Wir müssen begreifen, dass die sozio-ökonomische Transformation, in der wir uns längst befinden und die wir angesichts der Herausforderungen unserer heutigen Zeit auch so dringend benötigen, kein rein technisches und wirtschaftliches Thema ist. Die Grundlage einer C2C-Gesellschaft ist ein umfassender Wandel sämtlicher gesellschaftlicher Bereiche – darunter fällt natürlich auch die Wirtschaft. Dieser Wandel bedeutet, dass Umwelt- und Klimapolitik nicht länger getrennt von Wirtschafts- und Sozialpolitik betrachtet werden können. Die systemische Transformation wird nicht erreicht, wenn diese Bereiche weiterhin singulär betrachtet und widersprüchliche Signale gesetzt werden. Ein Verbot von Einwegplastik auf EU-Ebene verfehlt seine Wirkung konsequent, wenn gleichzeitig die Produktion von Virgin Plastic aus Rohöl in Deutschland indirekt subventioniert wird, indem sie von der Energiesteuer aus genommen ist. Ein neues Qualitätsverständnis bei Produkten und Prozessen ist keines, wenn darunter nicht auch eine neue Definition von Arbeit und Arbeitsstellen gefasst wird. Unsere künftige Politik muss holistisch sein und sich positive Ziele setzen.

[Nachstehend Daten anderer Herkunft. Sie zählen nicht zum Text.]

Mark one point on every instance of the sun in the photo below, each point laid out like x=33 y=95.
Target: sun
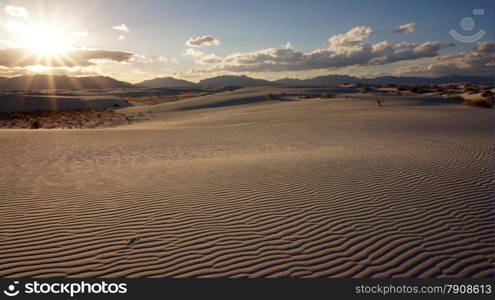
x=46 y=40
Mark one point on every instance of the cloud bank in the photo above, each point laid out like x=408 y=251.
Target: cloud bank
x=21 y=57
x=121 y=27
x=344 y=50
x=406 y=28
x=479 y=61
x=203 y=41
x=16 y=11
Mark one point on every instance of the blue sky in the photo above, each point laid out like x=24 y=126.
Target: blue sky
x=161 y=29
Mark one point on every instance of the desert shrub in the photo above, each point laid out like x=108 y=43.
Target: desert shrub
x=270 y=96
x=452 y=95
x=488 y=103
x=486 y=94
x=308 y=96
x=468 y=88
x=417 y=89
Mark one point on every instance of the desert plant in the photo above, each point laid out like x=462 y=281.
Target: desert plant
x=364 y=90
x=270 y=96
x=480 y=103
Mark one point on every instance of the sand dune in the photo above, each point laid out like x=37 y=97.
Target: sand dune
x=238 y=185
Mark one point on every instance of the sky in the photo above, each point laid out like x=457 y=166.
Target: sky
x=270 y=39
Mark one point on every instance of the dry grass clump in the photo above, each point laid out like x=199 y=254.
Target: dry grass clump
x=308 y=96
x=364 y=90
x=486 y=103
x=271 y=96
x=452 y=95
x=68 y=119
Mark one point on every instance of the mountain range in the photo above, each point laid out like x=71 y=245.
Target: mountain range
x=60 y=82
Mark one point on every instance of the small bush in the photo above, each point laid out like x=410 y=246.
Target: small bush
x=364 y=90
x=479 y=103
x=308 y=96
x=270 y=96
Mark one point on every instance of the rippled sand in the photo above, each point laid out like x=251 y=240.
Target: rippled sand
x=236 y=185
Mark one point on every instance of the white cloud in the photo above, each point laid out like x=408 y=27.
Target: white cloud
x=121 y=27
x=77 y=57
x=406 y=28
x=83 y=33
x=194 y=52
x=16 y=11
x=479 y=61
x=141 y=58
x=344 y=50
x=167 y=60
x=203 y=41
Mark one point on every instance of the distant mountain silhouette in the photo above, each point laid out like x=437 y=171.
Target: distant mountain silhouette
x=233 y=81
x=341 y=79
x=332 y=80
x=167 y=82
x=60 y=82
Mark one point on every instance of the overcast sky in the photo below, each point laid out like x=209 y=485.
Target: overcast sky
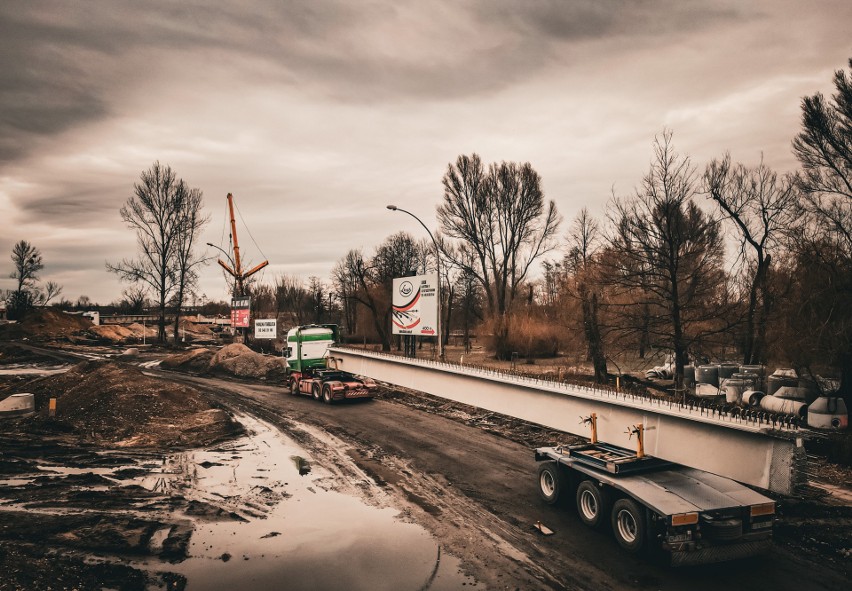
x=316 y=114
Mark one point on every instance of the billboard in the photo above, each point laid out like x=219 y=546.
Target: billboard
x=266 y=328
x=415 y=305
x=240 y=311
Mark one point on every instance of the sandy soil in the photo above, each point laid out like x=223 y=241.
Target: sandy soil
x=466 y=475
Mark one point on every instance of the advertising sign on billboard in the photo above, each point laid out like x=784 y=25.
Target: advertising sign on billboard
x=265 y=329
x=240 y=312
x=415 y=305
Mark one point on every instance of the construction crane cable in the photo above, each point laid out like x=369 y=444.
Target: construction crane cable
x=250 y=234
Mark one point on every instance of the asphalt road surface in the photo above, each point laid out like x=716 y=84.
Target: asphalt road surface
x=477 y=493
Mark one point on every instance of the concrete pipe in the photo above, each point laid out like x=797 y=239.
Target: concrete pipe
x=784 y=406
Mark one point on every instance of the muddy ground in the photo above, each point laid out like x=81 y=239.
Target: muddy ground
x=465 y=474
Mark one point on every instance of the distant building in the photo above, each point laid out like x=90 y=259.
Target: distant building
x=94 y=316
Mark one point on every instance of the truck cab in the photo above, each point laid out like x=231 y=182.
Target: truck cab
x=310 y=372
x=307 y=346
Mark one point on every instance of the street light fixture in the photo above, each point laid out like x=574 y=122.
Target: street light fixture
x=438 y=265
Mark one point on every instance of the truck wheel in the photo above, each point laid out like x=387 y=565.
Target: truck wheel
x=592 y=504
x=552 y=482
x=628 y=525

Impulse aus Erfolgen ziehen

Dass es auch in Deutschland zahlreiche Unternehmen gibt, die bereits im Sinne dieses Zukunftsbildes handeln und von denen man sich unter anderem beim C2C Congress am 13. und 14. März in Berlin selbst ein Bild machen kann, sollte uns zuversichtlich stimmen. Denn sie sind zum größten Teil heute schon in der Lage, die gesetzlichen Herausforderungen zu erfüllen, die, abgeleitet von der Circular-Economy-Strategie der EU, auf den Standort zukommen werden. Darunter sind Firmen wie Würth, die ein Rücknahme- und Wiederaufbereitungssystem für ein C2C-Montagesystem umgesetzt haben, um dessen Bestandteile im technischen Kreislauf zirkulieren zu lassen. Oder Baustoffhersteller wie Schüco, deren C2C-Fenstersysteme so designt sind, dass Glas und Alu einfach getrennt und in ihre jeweiligen Materialkreisläufe zurückgeführt werden können. Oder der Hausgerätehersteller Liebherr, der erst kürzlich einen C2C-Tiefkühlschrank vorgestellt hat, der anstelle von Polyurethan-Schaum fein gemahlenes Lavagestein zur Kälteisolierung verwendet, das nach der Nutzung einfach entnommen und wiederverwendet werden kann. Wir sollten mehr über diese Erfolgsgeschichten sprechen und uns ein Beispiel an diesen Produkten und Geschäftsmodellen nehmen, wenn wir Wohlstand mit sozialer Gerechtigkeit und der Wahrung unserer natürlichen Ressourcen verbinden möchten. Denn nur so können wir die Transformation so gestalten, dass wir als gesamte Gesellschaft davon profitieren.